RTFM, and Python's os.path.join

I was recently reviewing an application written in Python for possible security vulnerabilities. I came across a file upload feature where the user had control over the filename. It looked like I might be able to overwrite any arbitrary file on the system; however, the filename was properly sanitized to prevent directory traversal and there was no way around the mitigation.
I started by reading the documentation for each method and function that was used—a lesson that I learnt the hard way early in my career.

This was the code responsible for creating the upload path.

file_path = os.path.join("uploads", "static", file_name)

I had used os.path.join many times before, but I decided to read the manual again. I found something very interesting:

screenshot of Python's os.path.join documentation

If a component is an absolute path, all previous components are thrown away and joining continues from the absolute path component.

So I fired up a Python interactive shell and tried a few things in a Python interactive shell to clarify the above paragraph.
The above code outputs uploads/static/test.png for file_name="test.png"

Result of using a test.png as file_name

This is the expected behaviour and is probably what the developer wanted, but what happens if we pass an absolute path for the file_name e.g. /tmp/test.png?

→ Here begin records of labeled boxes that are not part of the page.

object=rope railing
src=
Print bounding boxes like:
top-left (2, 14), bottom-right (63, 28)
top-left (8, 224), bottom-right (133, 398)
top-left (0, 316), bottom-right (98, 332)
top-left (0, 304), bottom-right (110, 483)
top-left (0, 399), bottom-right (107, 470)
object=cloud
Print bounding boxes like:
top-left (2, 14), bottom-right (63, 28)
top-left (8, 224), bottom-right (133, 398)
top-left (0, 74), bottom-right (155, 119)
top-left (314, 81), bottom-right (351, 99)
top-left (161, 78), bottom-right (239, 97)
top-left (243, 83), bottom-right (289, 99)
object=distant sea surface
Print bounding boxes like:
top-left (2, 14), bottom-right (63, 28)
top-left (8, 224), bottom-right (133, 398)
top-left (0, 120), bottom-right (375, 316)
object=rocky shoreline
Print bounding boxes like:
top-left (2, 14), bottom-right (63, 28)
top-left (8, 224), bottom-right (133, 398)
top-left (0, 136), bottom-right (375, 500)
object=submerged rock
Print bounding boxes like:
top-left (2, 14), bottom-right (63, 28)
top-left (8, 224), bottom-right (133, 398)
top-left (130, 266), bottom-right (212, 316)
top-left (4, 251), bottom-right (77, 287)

Result of using an absolute path e.g. /tmp/test.png as file_name

Boom. The result, as unexpectedly expected it is, would be /tmp/test.png.
As the documentation has already said, if you pass an absolute path to os.path.join, it will drop everything else and will use that as the final return value.
That was all I needed to create a POC and get a shell.

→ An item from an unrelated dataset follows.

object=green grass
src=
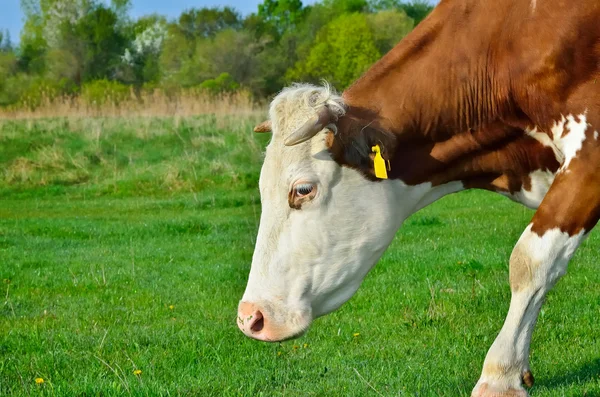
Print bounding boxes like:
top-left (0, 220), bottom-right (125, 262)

The main point of the story is that it’s important to read the manual for everything, even if you think you already know about it. There are two reasons for this.

One reason is that things change, and so what you think you know might be different in newer versions or there could be new features or new defaults that make a significant difference. For example, in the screenshot above, it says “Changed in version 3.6: Accepts a path-like object for path and paths.”, while it’s not exactly related to the current subject, these types of changes could be a game changer in a different situation.

The second reason is that often times when you read about something you thought already knew, you realize that there were subtle details that you were unaware of. This can be due to changes between versions or because you simply never had to deal with those specific details before. Either way, it’s important to always read the manual to be sure.